If you liked that, you’ll love the Nimrod AEW3!
And this one then, project lun
http://forums.finalgear.com/off-topic/project-903-lun-possibly-the-coolest-thing-youll-see-today-no-56k-42980/
http://en.wikipedia.org/wiki/Nimrod “Nimrod”, via Elgar’s _Enigma Variations_, which is exactly the sort of classical music that 50s/60s chief RAF staff would know.
http://en.wikipedia.org/wiki/BAE_Systems_Nimrod_MRA4 is of more interest, as it’s several billion pounds of “hacking”; trying to use antique airframes from the dawn of the jet age with modern radar. This didn’t go well and was eventually cancelled with extreme prejudice.
eatith,
I think the ringing is just because of the probe! I love my Fluke 123 – it’s by far my most reguarly used piece of test equipment since I bought it a few months ago. It came with a shielded probe but I couldn’t find it at the time I was doing this, so i just used a standard multimeter probe.

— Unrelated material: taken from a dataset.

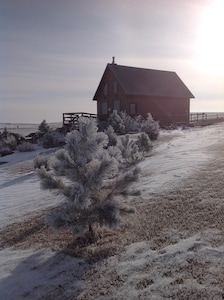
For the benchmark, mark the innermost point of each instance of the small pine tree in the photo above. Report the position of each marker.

I think i found it on ebay… http://www.ebay.com/itm/GEC-Marconi-Stable-Oscillator-Aircraft-Part-612-1-52363-R8D-/130832014630
If you click at “7 sold” you can see he first bought one and then six more. :P
Thanks, Sherlock.
Quote from the source:
“After I found one of these inside the Mysterious Aircraft Part, i decided to buy the seller’s remaining stock (another 6 of them)”
bleh, (£60-£20) * 6 = £240 to pay college bills hahaha.
Who are you kidding… You just prevented 6 persons from getting a rubidium clock.
Everyone had their opportunity, its an open marketplace, anyone could have got there before him. He achieved a little something here; not big business, just a chap with skills and who got lucky. You’re just making yourself look like a right jealous so and so and frankly quite stupid.